In a well run meeting you can solve problems, motivate people, initiate new projects, solve conflicts, get buy-in and build relationships more quickly and easily than in any other way. It’s no wonder meetings are so popular!

Research shows that the written word carries only about 7% of the true meaning of what you communicate and 38% is carried in the way that things are said. A full 55% of the meaning and the feelings behind a communication are carried in facial expressions and other nonverbal signals such as gestures and body movement.

With these statistics as background, it’s no wonder that there are certain circumstances under which face-to-face meetings are the only way to go:

  1. to resolve a conflict
  2. where there are strong feelings
  3. when people hold different opinions
  4. you need commitment to a change or new idea
  5. in important negotiations
  6. when you need to develop relationships.

But when the time, cost or danger involved in gathering executives together from different locations, countries, and time zones is prohibitive, audio and videoconferencing become attractive alternatives.

Web and video conferencing allow real time communication as if everyone involved is in a room together. Computers, software, video cameras, speakers, microphones and fast internet connections have to be available and compatible. Unfocussed video cameras and microphones that send out hissing sounds can spoil the whole show.

Video conferencing can be expensive to install and tricky to operate. Careful planning is required for its success. Web conferencing, where users remain in their own offices, reduces some of the technological hazards.  But for both, users must behave as if they are on camera…at all times!

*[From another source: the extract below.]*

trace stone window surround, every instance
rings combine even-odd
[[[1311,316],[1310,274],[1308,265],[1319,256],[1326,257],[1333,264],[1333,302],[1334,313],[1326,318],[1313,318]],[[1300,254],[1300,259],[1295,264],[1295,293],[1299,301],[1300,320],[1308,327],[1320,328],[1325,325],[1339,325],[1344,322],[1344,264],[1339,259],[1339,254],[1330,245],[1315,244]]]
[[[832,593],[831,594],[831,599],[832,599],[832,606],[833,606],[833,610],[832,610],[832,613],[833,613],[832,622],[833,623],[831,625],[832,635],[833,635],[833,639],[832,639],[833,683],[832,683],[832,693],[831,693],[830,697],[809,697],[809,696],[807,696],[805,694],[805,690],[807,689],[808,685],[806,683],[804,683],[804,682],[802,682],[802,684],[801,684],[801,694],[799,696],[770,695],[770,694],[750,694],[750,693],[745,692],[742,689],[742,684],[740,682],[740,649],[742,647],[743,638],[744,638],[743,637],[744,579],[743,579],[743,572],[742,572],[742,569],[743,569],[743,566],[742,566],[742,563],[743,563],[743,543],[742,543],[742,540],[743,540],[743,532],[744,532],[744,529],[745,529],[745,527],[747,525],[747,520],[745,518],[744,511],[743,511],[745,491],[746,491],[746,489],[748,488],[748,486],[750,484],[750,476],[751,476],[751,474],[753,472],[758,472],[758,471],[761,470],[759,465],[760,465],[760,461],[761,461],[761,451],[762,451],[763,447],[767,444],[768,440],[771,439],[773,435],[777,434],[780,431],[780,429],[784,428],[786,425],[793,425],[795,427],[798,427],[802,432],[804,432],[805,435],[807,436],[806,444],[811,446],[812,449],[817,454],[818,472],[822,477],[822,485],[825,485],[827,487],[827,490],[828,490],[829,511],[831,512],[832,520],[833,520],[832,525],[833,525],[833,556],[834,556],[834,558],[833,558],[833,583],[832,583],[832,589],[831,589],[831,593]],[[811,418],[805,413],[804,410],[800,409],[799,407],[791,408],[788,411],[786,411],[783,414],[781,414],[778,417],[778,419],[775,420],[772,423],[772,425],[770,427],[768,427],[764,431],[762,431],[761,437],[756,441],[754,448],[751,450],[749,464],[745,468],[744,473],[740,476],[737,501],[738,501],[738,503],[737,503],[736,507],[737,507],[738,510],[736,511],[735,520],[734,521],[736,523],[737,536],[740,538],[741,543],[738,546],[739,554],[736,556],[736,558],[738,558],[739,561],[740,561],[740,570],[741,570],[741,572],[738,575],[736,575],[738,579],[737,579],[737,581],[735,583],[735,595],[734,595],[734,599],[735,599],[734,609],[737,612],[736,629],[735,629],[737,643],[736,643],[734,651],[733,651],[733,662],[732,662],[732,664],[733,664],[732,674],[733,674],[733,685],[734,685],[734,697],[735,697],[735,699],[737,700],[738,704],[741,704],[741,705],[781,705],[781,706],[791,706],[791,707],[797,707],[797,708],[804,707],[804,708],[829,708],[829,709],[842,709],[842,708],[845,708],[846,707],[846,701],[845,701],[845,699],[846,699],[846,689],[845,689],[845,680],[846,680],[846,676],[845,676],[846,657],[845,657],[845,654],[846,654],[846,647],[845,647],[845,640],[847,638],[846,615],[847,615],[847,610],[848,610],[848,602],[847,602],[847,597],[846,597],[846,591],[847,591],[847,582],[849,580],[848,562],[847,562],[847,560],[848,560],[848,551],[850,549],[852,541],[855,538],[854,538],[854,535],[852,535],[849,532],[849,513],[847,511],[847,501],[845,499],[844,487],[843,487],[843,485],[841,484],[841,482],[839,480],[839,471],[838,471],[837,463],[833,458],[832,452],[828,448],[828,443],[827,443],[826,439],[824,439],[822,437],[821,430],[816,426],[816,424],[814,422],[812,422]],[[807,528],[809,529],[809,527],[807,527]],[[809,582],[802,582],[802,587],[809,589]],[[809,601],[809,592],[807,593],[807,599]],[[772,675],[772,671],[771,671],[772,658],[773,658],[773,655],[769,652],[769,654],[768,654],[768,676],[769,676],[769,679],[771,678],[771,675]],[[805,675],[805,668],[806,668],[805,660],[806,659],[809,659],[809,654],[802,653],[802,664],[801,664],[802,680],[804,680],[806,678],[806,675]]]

Cameras have trouble with black, white and red; and with tight patterns, pin stripes and geometric shapes.  Cell phones, gum, coins and any pen that you can click are distractions. Gestures should be smaller than usual and not come between your face and the camera. Mannerisms such as touching your face or hair, fidgeting with jewellery, and overuse of words such as actually, okay or um, all detract from the content of what you say.

In spite of all the care, it can still sometimes be difficult to really see how a particular person or group is reacting in a web or video conference.

Audio conferencing by telephone works when the content of the communication does not rely on visual input. Its main advantage is convenience. People can be part of a call from almost anywhere at any time: coffee shop, airport, home, or the golf course. Little technology or skill in its use is required.

Its main disadvantage is that all non-verbal communication is lost; reactions and feelings are hard to gauge or interpret. It’s difficult to look at documents during calls and a high level of concentration is required throughout. Since over 80% of people are visual learners, audio conferencing does not create a generally effective learning environment.

The decision on whether a face to face meeting can be justified rests on practicalities and on the intention of the meeting. Sometimes there’s simply no alternative to sitting down together and sorting things out.